Basho has demonstrated secondary indices which allow for querying across the database without having to write a Map/Reduce. I believe this will be a significant improvement to the product, though I'm not super convinced they have the right format for the query language yet - it feels a bit clumsy with type definitions in the HTTP query syntax.

Additionally, Basho has promised, down the road, a SQL-like syntax which would make interacting with the database much more powerful for the average developer. The roadmap looks bright and Basho is very responsive to community feature requests.
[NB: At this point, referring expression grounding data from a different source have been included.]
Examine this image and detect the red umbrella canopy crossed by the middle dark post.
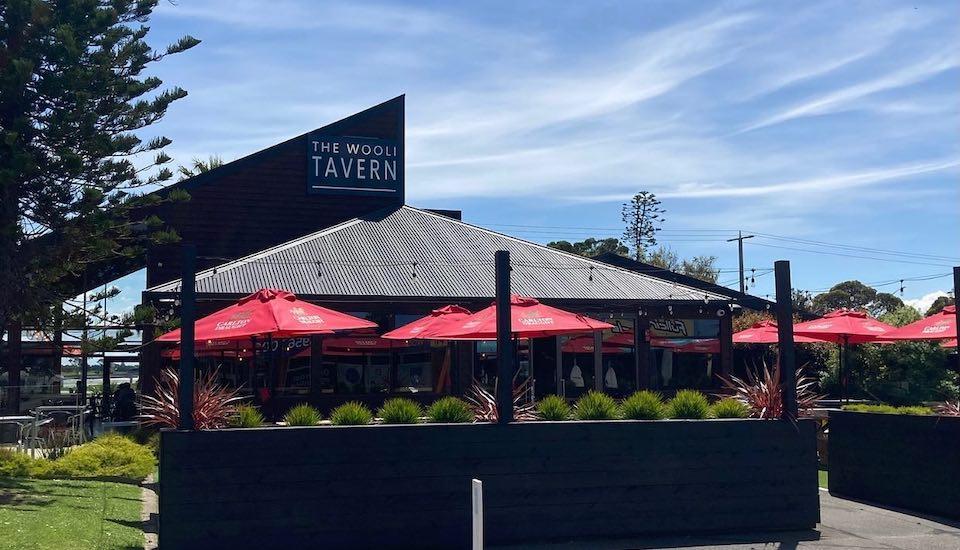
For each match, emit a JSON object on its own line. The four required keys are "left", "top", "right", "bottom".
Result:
{"left": 430, "top": 295, "right": 613, "bottom": 340}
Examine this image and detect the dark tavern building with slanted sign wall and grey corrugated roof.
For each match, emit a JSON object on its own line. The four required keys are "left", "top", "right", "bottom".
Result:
{"left": 0, "top": 96, "right": 769, "bottom": 414}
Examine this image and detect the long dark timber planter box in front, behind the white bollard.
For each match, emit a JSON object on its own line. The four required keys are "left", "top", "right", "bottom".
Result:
{"left": 160, "top": 420, "right": 819, "bottom": 549}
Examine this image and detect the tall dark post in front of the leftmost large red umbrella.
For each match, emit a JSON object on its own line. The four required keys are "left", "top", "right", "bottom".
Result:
{"left": 179, "top": 243, "right": 197, "bottom": 430}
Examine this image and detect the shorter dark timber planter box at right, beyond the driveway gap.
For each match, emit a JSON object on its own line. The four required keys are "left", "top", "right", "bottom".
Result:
{"left": 829, "top": 411, "right": 960, "bottom": 518}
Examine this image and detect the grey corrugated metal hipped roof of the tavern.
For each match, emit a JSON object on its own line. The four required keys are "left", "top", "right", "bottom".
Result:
{"left": 149, "top": 206, "right": 729, "bottom": 301}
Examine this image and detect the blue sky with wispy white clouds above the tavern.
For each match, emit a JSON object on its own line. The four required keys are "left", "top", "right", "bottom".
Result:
{"left": 105, "top": 0, "right": 960, "bottom": 316}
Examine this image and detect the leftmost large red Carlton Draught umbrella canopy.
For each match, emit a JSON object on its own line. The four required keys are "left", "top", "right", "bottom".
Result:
{"left": 158, "top": 288, "right": 377, "bottom": 342}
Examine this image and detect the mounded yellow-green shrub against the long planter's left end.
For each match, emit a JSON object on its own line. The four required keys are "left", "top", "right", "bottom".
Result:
{"left": 42, "top": 434, "right": 156, "bottom": 481}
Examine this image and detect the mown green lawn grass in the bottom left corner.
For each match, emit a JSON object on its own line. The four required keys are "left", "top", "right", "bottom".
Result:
{"left": 0, "top": 478, "right": 143, "bottom": 550}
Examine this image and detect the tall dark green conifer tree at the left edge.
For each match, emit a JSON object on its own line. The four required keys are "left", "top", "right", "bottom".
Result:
{"left": 0, "top": 0, "right": 199, "bottom": 332}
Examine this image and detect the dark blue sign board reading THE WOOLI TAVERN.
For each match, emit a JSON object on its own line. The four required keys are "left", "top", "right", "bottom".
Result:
{"left": 307, "top": 134, "right": 403, "bottom": 196}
I talked with Mark Phillips with Basho, and he gave me the short list of 1.0 features coming this fall:

  • Secondary Indexing - as referenced above.
  • Lager - More traditional, unix-friendly logging
  • LevelDB Integration - A google-created backend that allows for different performance characteristics than the default backend, called BitCask. One thing I intentionally didn't discuss is the pluggable datastores in Riak, as it's not that important for understanding the basics of the database, but since a new one is a roadmap item I'll just say that it's a great feature - you can use the default or the MySQL backend, or any of a number of stores, even Redis. LevelDB seems to have some important characteristics such as built-in compression, instant snapshotting, and more.
  • Riak Pipe - Ability to setup phases of map/reduce jobs in a 'pipeline'. It's in beta and I've played around with it. Easiest way to explain it is that the Basho guys are thinking through how to make the complexity of Map/Reduce easier and more powerful and this is the first step.
  • Search Integration - Search was a separate install with a Java dependency. That has been removed and search is a 'first class feature' of Riak now.

Final Thoughts

  • I only recommend Riak to clients that really understand their needs and can confidently walk through the list above. I have mixed feelings about recommending Riak today, because most people don't have the context to make the right decision. It's easy to pick Riak or another NoSQL store because you're worried about scale. But, it's way, way more important to worry about those first 100 customers than it is to worry about your first million. Riak is catnip to sufferers of "Premature Database Optimazation Syndrome" because it works - it does actually allow near linear scale, but that's not usually the problem.
  • Map/Reduce databases are a brilliantly powerful way of turning database queries on their head, but currently Riak's can be overloaded with complex javascript. With a big Map/Reduce query with a lot of keys, you either need to get the keys into the engine, which means POSTing them (and thereby sending them over the wire) or performing some sort of "bucket filter" which will cause a "list-keys" operation (see above) and will not scale well in production. This has the effect of narrowing the window of acceptable Map/Reduce scenarios, and forcing painful workarounds such as batching operations outside of Riak using job systems like Resque.
  • Hosting can be expensive. We've seen poor performance running Amazon small nodes, so we generally recommend running on AWS large boxes. Running three m1.large AWS boxes will cost around $730 USD/month, which means starting out with Riak is a more expensive proposition than with some other databases in a cloud environment, and it is often worth considering dedicated hosting.
  • There are some commercial features available as well that I didn't mention. Probably the most important is site-to-site replication. This is not available in the open source version but I'm assuming is the major draw for the big enterprise paying customers so far.
  • Net/net: I REALLY like Riak when I'm lying in bed at night not worried about a few node failures.
  • Overall, if you know you need Riak, it's a joy to use; easy to scale, and it's a powerful tool in your database arsenal.